Whatever else Starn was, he was a connoisseur. From its bouquet, he identified the water as coming from a desert world, high in complex oxides. With his first sip, he ruled out TNC 50 as its origin. The water had once been part of a photosynthesis-based ecosystem and this planet was lifeless. A second sip was all he needed.
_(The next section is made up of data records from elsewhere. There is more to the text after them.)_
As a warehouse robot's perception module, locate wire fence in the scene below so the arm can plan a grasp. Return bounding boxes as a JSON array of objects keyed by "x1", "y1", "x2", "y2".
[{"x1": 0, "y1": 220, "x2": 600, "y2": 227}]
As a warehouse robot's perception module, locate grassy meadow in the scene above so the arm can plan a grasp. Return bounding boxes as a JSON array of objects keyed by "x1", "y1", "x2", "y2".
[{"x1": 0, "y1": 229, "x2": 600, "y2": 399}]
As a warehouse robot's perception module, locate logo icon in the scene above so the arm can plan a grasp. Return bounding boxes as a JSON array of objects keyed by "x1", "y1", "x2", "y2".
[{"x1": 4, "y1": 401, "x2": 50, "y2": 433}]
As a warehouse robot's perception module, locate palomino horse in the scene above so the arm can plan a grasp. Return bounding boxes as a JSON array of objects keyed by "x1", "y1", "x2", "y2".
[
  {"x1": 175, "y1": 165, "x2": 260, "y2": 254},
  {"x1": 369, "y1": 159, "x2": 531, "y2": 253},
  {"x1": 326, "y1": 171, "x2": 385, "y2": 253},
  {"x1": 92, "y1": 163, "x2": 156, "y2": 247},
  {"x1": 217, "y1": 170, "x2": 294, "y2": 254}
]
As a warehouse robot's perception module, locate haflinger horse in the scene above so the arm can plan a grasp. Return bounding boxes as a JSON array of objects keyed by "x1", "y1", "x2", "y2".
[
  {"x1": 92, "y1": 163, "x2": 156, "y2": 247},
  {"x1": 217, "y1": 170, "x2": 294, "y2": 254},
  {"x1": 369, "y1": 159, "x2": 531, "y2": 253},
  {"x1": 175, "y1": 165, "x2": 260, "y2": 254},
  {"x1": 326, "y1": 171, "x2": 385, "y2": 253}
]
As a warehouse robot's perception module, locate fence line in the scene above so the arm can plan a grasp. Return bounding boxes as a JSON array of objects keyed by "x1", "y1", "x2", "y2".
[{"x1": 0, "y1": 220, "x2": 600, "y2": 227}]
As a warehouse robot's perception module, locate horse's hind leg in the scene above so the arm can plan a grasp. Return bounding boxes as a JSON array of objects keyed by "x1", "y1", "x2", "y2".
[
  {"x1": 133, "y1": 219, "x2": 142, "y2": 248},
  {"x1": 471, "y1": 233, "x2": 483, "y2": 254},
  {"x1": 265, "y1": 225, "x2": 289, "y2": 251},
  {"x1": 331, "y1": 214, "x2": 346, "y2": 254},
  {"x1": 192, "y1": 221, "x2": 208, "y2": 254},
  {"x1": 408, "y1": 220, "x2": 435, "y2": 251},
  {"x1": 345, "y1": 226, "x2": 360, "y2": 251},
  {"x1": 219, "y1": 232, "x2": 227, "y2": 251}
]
The water was from Vulcan. The mercenaries had sought to honor him. Starn placed the bubble on the counter and would not touch it again.

A pale blue hand reached out to the counter beside Starn. The movement was cautious and he turned slowly. An Andorian girl looked at him nervously. She was young, clothed in a tattered and obviously contraband Starfleet jumpsuit that matched her skin color, and she suffered from an atrophied antenna. Even the smallest and poorest of her people's families would have sacrificed everything to treat that twisted hearing stalk. The girl was something no Andorian should ever have been forced to be: alone.
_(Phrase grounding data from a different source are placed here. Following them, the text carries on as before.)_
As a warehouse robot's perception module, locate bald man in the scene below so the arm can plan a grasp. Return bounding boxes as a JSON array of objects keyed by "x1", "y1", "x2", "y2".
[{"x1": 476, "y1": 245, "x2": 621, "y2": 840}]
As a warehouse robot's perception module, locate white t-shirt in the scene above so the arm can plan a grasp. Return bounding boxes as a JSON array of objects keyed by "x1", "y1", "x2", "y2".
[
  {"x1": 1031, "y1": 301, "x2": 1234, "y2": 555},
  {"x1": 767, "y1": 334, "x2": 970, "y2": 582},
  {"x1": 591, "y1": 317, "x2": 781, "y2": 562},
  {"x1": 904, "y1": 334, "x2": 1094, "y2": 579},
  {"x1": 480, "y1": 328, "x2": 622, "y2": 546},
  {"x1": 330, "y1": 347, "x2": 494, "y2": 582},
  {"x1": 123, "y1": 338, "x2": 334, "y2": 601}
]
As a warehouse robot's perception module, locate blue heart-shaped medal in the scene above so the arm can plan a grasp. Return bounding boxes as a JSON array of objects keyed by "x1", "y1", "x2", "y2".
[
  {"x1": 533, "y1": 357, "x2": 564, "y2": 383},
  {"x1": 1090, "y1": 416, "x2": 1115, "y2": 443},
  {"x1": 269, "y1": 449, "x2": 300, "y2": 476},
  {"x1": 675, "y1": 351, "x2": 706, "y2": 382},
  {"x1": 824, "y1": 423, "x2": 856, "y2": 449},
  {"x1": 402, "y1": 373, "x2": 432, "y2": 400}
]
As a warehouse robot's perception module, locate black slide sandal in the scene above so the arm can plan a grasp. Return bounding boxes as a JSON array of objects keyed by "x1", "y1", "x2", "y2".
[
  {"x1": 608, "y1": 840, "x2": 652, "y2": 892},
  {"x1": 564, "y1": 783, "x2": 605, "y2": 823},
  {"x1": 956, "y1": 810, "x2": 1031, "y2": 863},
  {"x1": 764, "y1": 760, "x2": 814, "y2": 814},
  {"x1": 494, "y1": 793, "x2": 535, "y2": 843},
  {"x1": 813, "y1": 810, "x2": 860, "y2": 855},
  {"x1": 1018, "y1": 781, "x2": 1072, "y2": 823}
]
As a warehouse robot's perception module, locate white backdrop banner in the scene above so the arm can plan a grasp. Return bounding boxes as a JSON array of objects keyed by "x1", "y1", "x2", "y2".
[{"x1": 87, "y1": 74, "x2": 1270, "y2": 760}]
Starn greeted her in flawless Federation Standard, again no accent to suggest it was not his first tongue.

The girl looked nervously from side to side. “Wass it a present brought you here, trader?” she asked in a sibilant whisper.

Starn nodded yes. He couldn't detect anyone nearby trying to eavesdrop, but noticed that the girl stood so that as he turned to speak with her, he looked straight across the serving area into the sensors hidden behind the fire. He didn't try to block them.
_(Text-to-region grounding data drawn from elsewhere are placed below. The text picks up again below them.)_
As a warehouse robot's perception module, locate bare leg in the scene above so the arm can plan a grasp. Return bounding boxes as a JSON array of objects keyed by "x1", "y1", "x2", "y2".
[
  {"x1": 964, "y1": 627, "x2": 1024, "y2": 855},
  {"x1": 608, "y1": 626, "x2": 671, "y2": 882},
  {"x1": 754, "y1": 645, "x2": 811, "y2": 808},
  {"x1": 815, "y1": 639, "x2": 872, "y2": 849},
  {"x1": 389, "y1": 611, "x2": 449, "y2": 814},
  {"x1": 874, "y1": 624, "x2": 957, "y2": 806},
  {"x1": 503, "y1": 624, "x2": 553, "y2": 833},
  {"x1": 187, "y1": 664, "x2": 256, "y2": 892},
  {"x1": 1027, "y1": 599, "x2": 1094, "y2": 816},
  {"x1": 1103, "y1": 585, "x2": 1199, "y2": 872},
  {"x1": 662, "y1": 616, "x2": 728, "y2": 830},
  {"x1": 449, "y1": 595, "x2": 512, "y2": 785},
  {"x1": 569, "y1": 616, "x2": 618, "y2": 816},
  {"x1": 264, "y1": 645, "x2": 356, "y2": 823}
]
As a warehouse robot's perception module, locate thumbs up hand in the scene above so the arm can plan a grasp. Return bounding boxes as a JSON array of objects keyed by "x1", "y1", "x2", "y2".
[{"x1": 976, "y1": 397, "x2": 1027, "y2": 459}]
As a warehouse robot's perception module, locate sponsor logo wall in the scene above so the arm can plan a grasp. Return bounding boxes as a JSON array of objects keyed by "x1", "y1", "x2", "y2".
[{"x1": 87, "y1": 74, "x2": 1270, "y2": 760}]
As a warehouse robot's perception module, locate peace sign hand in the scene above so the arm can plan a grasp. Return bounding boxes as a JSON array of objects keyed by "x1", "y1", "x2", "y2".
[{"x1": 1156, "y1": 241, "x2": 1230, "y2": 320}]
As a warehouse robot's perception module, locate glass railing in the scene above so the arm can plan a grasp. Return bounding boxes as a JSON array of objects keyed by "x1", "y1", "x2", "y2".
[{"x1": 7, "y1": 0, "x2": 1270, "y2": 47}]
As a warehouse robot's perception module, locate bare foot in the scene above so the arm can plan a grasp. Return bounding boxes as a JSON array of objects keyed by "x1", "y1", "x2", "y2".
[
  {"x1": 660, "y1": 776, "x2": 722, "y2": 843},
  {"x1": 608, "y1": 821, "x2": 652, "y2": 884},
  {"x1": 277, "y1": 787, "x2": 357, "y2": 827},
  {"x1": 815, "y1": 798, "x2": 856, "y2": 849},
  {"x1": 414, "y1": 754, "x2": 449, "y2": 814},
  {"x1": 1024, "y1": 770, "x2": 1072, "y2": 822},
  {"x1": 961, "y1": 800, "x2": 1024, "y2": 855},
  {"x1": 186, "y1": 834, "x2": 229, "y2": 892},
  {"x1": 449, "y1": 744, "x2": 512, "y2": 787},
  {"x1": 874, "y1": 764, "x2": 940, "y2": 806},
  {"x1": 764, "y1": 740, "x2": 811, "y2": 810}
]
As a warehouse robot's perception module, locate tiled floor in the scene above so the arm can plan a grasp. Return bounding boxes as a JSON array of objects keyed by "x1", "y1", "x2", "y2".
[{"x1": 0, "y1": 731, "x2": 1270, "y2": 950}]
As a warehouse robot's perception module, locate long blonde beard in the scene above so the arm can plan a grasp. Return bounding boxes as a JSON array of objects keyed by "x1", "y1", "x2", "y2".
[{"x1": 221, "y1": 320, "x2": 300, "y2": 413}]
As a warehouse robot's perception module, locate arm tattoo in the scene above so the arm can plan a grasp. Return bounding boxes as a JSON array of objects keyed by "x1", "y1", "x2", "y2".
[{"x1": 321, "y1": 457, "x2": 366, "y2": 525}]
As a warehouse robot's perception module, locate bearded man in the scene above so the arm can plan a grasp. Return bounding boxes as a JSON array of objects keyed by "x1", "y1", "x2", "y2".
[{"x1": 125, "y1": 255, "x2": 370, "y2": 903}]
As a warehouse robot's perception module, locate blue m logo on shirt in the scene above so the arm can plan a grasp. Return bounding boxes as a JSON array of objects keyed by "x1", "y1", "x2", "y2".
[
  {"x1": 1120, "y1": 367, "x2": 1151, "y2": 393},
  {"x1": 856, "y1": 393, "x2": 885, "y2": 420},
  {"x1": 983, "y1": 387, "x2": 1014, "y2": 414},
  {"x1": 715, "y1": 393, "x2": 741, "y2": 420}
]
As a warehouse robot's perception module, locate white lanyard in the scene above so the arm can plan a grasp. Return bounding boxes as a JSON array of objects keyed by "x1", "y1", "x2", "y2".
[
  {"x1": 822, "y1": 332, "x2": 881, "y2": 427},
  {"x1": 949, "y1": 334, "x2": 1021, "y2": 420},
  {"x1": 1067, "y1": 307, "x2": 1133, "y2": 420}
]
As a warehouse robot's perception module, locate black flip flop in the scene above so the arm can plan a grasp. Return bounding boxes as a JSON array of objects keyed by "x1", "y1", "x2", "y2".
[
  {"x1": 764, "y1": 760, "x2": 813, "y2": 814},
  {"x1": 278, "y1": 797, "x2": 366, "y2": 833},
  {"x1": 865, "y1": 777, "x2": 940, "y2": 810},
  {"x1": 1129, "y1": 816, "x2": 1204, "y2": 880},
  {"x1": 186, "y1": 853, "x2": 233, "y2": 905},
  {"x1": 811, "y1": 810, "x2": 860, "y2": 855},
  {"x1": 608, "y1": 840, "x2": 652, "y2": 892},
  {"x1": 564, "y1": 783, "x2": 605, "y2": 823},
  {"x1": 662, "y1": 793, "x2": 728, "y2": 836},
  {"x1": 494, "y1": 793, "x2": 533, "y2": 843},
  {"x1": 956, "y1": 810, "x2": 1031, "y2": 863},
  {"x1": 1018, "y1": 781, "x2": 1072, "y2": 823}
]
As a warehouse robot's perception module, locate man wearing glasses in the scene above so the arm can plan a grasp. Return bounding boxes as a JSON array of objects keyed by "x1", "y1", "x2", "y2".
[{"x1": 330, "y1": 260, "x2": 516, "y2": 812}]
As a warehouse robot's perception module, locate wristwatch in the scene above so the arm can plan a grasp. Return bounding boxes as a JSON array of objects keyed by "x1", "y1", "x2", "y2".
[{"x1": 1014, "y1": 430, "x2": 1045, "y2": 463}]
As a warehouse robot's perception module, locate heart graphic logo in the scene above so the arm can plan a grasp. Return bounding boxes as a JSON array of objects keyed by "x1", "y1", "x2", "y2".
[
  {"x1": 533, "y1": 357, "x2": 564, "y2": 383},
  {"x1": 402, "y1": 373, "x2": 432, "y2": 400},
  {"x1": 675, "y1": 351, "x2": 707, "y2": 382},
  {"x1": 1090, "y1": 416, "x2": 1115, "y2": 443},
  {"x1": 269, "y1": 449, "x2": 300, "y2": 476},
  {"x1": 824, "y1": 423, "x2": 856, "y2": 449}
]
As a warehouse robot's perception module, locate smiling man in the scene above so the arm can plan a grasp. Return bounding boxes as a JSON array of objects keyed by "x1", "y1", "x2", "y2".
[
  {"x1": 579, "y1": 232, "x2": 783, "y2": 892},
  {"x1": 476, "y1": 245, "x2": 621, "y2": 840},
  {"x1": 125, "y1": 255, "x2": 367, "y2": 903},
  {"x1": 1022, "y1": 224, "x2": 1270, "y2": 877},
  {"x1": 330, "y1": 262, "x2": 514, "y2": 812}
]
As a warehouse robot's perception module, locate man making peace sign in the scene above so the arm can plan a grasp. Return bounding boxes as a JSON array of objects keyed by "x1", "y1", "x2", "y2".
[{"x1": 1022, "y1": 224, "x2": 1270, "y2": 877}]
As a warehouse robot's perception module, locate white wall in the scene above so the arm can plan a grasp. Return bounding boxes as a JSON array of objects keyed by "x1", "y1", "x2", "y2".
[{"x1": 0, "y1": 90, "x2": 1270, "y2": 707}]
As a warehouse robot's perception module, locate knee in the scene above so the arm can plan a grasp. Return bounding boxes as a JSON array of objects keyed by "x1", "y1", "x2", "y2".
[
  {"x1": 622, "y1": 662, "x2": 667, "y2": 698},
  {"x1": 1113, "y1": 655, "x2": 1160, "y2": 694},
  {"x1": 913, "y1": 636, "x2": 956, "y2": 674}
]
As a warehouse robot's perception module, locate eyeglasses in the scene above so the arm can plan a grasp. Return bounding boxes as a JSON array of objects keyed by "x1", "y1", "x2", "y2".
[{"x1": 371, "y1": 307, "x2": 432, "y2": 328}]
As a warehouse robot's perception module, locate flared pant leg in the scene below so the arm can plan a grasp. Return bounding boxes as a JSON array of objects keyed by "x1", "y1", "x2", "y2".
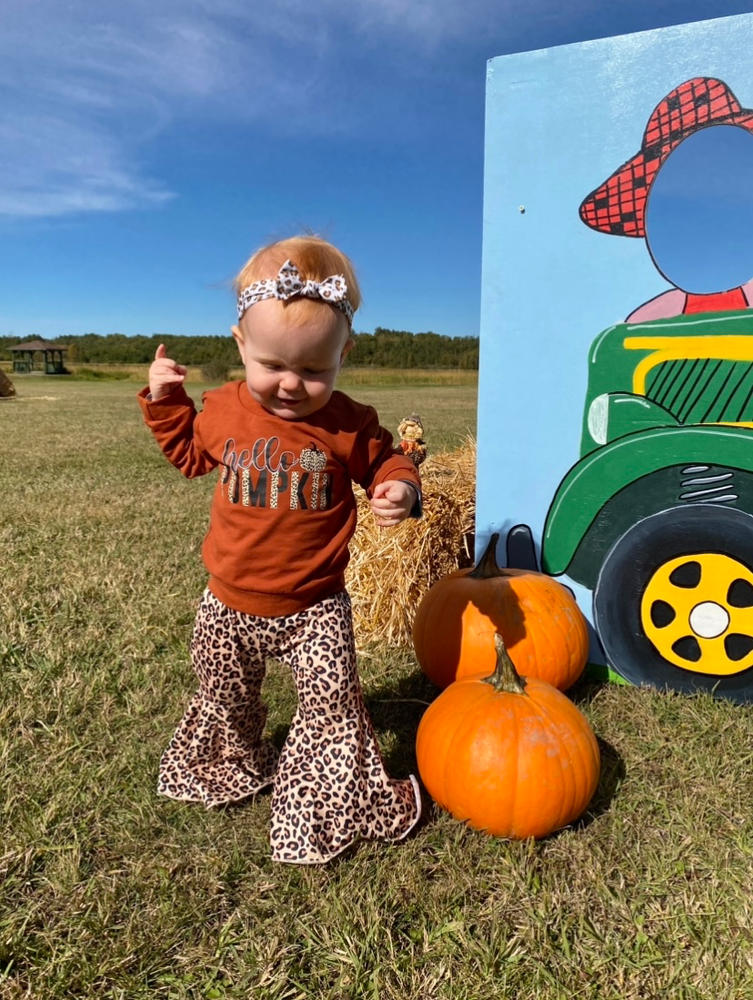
[
  {"x1": 157, "y1": 590, "x2": 277, "y2": 806},
  {"x1": 270, "y1": 591, "x2": 421, "y2": 864}
]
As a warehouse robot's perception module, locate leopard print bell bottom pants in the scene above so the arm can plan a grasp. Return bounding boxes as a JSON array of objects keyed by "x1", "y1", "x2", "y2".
[{"x1": 158, "y1": 590, "x2": 421, "y2": 864}]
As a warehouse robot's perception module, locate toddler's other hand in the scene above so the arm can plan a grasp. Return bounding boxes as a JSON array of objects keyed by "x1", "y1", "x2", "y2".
[
  {"x1": 369, "y1": 479, "x2": 416, "y2": 528},
  {"x1": 149, "y1": 344, "x2": 187, "y2": 400}
]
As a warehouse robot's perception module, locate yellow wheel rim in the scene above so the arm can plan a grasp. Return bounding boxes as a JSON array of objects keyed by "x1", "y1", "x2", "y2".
[{"x1": 641, "y1": 552, "x2": 753, "y2": 677}]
“And where was that present from?” the Andorian asked, shuffling and looking over her shoulder. Her withered antenna twitched and she winced in pain.

“Iopene,” Starn answered. Another dead world whose now-extinct indigenous life had proven to be too competent in building lethal weapons. Even the empire banned Iopene relics from all but the noblest houses. The cutter that Starn carried had been the “present” that had convinced him to take the invitation to come to TNC 50 seriously.

“Thiss way,” the girl said, and headed for the back of the tavern. Starn followed. Behind him, he could hear the mercenaries begin to laugh again.

The girl slipped quickly through a series of dark corridors. Starn kept up with her, ducking his head beneath the low Tellarite ceilings. They passed an entrance to a smaller serving area where Starn could hear Orion dancing music pulse in time to the cries from an unseen audience. He detected the scent of drugs outlawed on a hundred worlds, heard screams of pain and pleasure above the hum of cranial inducers, and committed to memory every twist and turn, every dark stairwell, for the long run back.

At last the girl stopped by an unmarked door. She gripped a gleaming gold handle on the doorframe and trembled as the embedded sensors read her palm prints and analyzed her sweat. The door clicked, then slipped open. The girl entered and motioned for Starn to follow.

A young Klingon waited behind a simple desk. A single glowpatch lit the room from directly above him and his eyes were deeply shadowed beneath his prominent crest. The Andorian scuttled to a corner. The Klingon rose gracefully and waved toward a chair across from his desk.

“Good of you to come, Trader Starn,” the Klingon said in Standard. “I am Karth.”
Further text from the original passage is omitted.